Пройдя вперёд по узкому, плохо освещённому коридору, Док подошёл к дежурной медсестре, поздоровался, в красках описал ситуацию с пленным.

– Я поняла, – кратко отозвалась медсестра. – Вы посидите здесь. А мы зайдём на рентген.

– Давай за ней, – прикрикнул Док на Володю. – И без выкрутасов!

Боясь поймать взгляд Доктора, Володя молча пожал покатыми плечами и сделал шаг навстречу к медсестре. Та, записав исходные данные раненого, захлопнула книгу приёма и завела его в рентген-кабинет.

Док медленно опустился на старый стул с ободранной треснувшей спинкой, прислонённой к стене. Скрестив руки на груди, закрыл глаза, ему было нехорошо.

– А-а-а-а-у-о-а, – заорал кто-то из рентген-кабинета, – су-у-у-ка!

Док вскочил как ошпаренный. Вырывая пистолет из кобуры, он распахнул дверь. Вбегая, едва не зашиб медсестру, спокойно стоявшую у входа. Володя мирно сидел на стуле у аппарата.

– Что такое? Все целы? – Док непонимающе хлопал ресницами.

– Да, конечно, – оторопело отозвалась медсестра. – А что случилось?

– Я подумал, что убивают кого-то.
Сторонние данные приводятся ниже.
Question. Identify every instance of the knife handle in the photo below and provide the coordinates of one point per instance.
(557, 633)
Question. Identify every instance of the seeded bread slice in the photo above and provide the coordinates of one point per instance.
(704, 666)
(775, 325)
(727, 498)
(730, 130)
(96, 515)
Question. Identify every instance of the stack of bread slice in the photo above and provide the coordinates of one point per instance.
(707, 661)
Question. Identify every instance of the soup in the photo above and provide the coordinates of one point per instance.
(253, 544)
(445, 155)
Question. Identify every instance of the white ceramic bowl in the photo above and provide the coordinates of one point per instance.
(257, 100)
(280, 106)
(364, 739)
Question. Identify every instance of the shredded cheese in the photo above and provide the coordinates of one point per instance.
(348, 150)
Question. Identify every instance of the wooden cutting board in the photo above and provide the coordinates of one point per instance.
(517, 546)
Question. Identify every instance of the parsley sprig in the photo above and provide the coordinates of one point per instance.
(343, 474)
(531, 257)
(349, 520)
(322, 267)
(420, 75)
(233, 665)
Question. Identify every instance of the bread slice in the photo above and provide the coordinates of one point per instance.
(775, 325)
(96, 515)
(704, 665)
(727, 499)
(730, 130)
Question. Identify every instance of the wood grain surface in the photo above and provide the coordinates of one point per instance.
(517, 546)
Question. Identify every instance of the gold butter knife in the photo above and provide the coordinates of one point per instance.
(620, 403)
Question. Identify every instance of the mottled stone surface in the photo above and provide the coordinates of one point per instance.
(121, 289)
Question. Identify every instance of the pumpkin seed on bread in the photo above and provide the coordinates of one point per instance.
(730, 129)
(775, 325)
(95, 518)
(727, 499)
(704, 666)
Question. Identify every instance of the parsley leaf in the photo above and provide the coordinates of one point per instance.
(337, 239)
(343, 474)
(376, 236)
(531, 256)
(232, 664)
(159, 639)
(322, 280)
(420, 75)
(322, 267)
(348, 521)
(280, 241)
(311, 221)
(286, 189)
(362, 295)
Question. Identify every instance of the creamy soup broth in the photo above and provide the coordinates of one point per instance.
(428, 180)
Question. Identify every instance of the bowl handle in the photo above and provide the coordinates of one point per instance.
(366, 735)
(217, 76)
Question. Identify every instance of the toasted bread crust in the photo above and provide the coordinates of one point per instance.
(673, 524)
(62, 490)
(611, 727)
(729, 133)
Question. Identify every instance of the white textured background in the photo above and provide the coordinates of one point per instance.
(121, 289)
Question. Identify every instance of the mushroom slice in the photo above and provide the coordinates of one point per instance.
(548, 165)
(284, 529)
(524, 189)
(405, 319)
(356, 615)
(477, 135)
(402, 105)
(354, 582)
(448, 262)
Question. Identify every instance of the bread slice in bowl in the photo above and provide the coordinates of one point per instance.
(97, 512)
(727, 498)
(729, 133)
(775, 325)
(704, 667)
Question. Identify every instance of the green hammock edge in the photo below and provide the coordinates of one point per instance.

Он вас. Ну, или вы – его!

– А, – медсестра коротко улыбнулась, – это же другой пациент закричал. Вон, там врачи другим парнем занимаются, – она кивнула на раздвижную перегородку, разделившую просторный кабинет надвое, – он и закричал. Вы не переживайте, мужчина, с нами всё хорошо!

– Вот чёрт, – разочарованно выдохнул военврач. – А я уже надеялся кое-кого пристрелить при попытке к бегству, – он посмотрел на Володю. – Ну, не повезло мне.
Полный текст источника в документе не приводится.